Locals Val Wilder (Men's 50s champ), Mike Estep (60s champ) and Willie Wolff (70s finalist) also were among the locals who had outstanding tournaments. Explore the tournament page for results; you'll see lots of familiar names.
Linton Lewis, who competed in the Men's 50s bracket, lost to Keller's Wilder, who also won the doubles title with Coppell's Alexander Pier. But when he wasn't on the court or making a side trip, Linton was watching Athena's matches. In fact, after she won the first set of the final, he had to leave, and she lost the second set. She said she really had to psyche herself up for the third set.
"Psychologically, it helped me to have Linton there with me," Athena said. "He got me warmed up every day, including on the final day, running sprints, getting my forehand going, working on some serves, inside-out forehands.

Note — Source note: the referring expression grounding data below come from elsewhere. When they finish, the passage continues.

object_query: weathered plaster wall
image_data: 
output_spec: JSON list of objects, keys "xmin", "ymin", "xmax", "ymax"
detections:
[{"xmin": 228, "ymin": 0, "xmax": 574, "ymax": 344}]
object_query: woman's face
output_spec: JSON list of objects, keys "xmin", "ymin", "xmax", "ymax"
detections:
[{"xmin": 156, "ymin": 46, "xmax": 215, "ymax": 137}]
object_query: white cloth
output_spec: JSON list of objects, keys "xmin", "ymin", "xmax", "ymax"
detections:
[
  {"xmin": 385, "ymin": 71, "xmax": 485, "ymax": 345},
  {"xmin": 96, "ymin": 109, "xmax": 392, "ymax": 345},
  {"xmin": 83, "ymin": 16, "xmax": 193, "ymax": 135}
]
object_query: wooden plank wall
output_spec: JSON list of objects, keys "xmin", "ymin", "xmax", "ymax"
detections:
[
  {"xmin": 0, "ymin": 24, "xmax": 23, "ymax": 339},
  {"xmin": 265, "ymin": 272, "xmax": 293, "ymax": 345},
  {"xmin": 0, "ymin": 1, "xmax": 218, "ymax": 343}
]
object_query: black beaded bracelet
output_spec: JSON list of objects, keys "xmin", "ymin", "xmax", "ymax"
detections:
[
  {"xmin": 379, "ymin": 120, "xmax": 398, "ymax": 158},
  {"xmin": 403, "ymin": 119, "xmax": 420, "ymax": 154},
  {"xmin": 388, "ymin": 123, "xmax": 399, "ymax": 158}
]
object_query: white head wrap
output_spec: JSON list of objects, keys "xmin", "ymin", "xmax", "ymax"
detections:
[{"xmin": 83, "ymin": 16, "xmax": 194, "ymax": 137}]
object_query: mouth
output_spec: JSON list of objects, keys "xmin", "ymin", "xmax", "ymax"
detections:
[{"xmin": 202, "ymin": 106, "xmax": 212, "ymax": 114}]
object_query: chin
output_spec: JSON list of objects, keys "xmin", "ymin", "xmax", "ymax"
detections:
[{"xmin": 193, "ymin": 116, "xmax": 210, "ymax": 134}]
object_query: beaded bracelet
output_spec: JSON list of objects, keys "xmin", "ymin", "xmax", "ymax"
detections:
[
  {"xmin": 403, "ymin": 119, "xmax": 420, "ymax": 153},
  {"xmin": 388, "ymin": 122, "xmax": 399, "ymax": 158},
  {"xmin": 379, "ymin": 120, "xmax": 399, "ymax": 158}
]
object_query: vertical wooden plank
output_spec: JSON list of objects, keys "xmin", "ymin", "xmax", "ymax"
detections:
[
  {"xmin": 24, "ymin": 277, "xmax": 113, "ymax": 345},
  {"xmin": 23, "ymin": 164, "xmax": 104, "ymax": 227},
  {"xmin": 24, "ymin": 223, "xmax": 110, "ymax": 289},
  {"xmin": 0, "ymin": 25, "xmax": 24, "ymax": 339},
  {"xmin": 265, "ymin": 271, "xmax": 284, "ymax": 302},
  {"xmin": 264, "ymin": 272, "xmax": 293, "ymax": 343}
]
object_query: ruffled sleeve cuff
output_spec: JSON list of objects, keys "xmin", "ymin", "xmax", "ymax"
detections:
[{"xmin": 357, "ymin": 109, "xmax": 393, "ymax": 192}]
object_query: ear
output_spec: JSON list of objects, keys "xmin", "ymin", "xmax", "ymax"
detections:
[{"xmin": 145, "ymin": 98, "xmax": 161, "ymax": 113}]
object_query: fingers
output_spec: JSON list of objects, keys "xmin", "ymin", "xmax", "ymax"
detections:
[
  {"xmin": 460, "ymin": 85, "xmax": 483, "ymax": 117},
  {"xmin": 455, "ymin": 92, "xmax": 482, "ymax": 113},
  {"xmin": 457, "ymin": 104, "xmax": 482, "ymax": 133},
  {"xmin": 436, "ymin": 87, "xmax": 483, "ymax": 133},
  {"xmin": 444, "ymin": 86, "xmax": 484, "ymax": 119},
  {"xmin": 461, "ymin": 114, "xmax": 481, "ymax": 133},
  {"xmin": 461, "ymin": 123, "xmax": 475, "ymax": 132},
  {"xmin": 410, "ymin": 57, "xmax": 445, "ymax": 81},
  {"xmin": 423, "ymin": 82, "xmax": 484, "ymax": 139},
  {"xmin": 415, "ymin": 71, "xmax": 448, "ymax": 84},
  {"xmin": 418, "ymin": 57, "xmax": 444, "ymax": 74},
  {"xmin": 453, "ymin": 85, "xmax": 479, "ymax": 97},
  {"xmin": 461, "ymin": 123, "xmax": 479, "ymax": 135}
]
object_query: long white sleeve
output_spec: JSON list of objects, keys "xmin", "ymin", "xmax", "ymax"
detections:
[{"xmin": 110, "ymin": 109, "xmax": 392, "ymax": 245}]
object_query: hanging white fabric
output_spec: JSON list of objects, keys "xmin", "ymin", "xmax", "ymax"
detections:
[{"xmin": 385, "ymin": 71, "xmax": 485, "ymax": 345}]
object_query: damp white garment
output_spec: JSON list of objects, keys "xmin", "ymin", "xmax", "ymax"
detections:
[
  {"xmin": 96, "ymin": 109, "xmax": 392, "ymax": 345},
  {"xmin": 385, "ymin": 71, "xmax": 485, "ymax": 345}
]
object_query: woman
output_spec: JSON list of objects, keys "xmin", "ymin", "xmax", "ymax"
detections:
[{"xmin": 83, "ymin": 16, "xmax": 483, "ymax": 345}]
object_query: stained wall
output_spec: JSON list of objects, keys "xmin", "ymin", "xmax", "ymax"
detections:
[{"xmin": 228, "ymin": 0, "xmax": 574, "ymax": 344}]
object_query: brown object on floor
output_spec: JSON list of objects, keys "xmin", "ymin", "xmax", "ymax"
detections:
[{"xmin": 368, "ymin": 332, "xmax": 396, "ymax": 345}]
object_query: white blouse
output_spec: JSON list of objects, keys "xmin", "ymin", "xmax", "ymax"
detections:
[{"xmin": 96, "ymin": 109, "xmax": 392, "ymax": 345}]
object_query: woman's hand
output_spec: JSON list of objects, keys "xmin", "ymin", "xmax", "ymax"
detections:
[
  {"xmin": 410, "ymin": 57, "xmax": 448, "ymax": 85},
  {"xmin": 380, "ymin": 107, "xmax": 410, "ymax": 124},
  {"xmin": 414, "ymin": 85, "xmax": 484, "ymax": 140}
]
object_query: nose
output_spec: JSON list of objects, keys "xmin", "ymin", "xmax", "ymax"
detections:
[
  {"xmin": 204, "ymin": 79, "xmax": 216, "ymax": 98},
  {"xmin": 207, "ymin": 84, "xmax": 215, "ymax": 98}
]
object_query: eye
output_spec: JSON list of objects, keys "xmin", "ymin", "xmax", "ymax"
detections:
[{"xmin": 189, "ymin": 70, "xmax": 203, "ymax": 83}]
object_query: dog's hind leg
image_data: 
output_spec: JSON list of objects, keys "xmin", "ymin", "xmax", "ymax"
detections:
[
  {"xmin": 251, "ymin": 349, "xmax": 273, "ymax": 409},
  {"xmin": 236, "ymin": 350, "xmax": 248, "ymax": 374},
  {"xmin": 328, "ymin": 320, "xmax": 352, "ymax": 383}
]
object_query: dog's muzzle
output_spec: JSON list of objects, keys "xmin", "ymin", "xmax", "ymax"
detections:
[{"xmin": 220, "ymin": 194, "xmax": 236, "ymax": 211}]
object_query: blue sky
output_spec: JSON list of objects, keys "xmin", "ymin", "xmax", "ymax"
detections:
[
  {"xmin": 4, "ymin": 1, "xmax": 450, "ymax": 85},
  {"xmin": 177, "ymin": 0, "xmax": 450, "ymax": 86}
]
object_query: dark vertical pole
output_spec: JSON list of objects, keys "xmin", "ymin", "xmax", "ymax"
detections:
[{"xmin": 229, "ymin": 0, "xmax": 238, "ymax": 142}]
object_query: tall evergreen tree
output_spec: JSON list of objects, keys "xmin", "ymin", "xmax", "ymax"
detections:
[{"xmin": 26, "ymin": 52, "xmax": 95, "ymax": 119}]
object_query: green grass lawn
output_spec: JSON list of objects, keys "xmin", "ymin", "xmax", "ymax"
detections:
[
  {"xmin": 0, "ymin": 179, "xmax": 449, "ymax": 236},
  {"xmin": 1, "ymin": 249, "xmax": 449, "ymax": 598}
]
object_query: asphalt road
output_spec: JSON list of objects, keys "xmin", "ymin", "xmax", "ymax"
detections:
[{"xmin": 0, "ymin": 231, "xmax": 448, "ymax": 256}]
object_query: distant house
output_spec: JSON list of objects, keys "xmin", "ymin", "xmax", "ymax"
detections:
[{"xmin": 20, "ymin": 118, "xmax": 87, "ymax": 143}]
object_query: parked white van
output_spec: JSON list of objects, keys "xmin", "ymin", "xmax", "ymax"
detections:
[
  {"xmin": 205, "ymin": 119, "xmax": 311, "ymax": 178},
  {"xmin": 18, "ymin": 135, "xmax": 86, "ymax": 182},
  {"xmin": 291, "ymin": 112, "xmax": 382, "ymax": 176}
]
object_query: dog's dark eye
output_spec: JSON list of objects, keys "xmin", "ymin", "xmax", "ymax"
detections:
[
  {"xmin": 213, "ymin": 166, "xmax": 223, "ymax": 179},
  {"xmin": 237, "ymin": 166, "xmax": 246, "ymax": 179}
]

"I played the set of my life in that first set, but Linton and [his wife] Cindy had to go to San Antonio to visit his father before the second set started. Heidi noticed that he was gone, and she relaxed and beat me 6-2.
"So then I went to the locker room and changed clothes. Nobody had ever seen me in anything but shirts and shorts, so I think I psyched everybody out by wearing a dress for the third set. Heidi saw me pull out that dress in the locker room, and she could see that it still had the tags on it, and she said, 'Are you sponsored by Adidas?' And I said, 'No, I sponsor myself.' "
Athena then settled down and won the third set, beating Heidi for the first time.
"I trained so hard," she said. "You have to be in the best shape. [Heidi] looks like a marathon runner, a bionic woman kind of thing. She is amazing. I worked very hard off the court to get in the best shape possible.
"You know, I'm 52. I started playing tennis when I was 12. This is the first time I've won a national tournament in my career. The thing I understood about this match and winning it was that you just have to be grateful, because you might not ever get that opportunity again. I'm just glad Linton could be there to see his four years of hard work with me had paid off and that he hadn't just been spinning his wheels. I was more happy for him than for anybody."
Athena works out with trainer Jeff Quattlebaum at Huguley Fitness Center in Burleson and with footwork coach Ricardo Williams at TCU. We could spend days, nay, weeks about the team of people who have helped her and how thankful she is, but we'll save some stuff for another time. She is, as she says, talkative.
"At the USPTA certification test, you have to teach a group with the testers sitting there, and there are written and skills tests, too," Athena said. "The only thing they criticized me on was time management. I talked too much. They said, 'You know what you're doing out there, but you talk too much.' "
Athena laughed hard when she said that. I laughed, too.
"I know with that USPTA thing, wherever we go, all I need to do is show them that," she said. "It's a good thing to have. Wherever you go, it's recognized.
"I'm interested in the 10 & Under program. I think there are good ideas there. I think there's a need for more tennis in Burleson, so maybe I'll find something right here. Also, I'd like to help Hispanic or underprivileged kids get some lessons. I don't care how poor they are. I think everyone should get to learn how to play tennis if they want to."
Athena, whose husband, Edgar, is Guatemalan, is fluent in Spanish and Greek--languages she learned while living in Guatemala and Greece. She is hard-working, caring and forever interested in bettering herself and the world around her.
Sincere congratulations to you, Athena. I wish Cheri were here to cook you one of those delightful dinners and raise a glass to you. You both deserve this.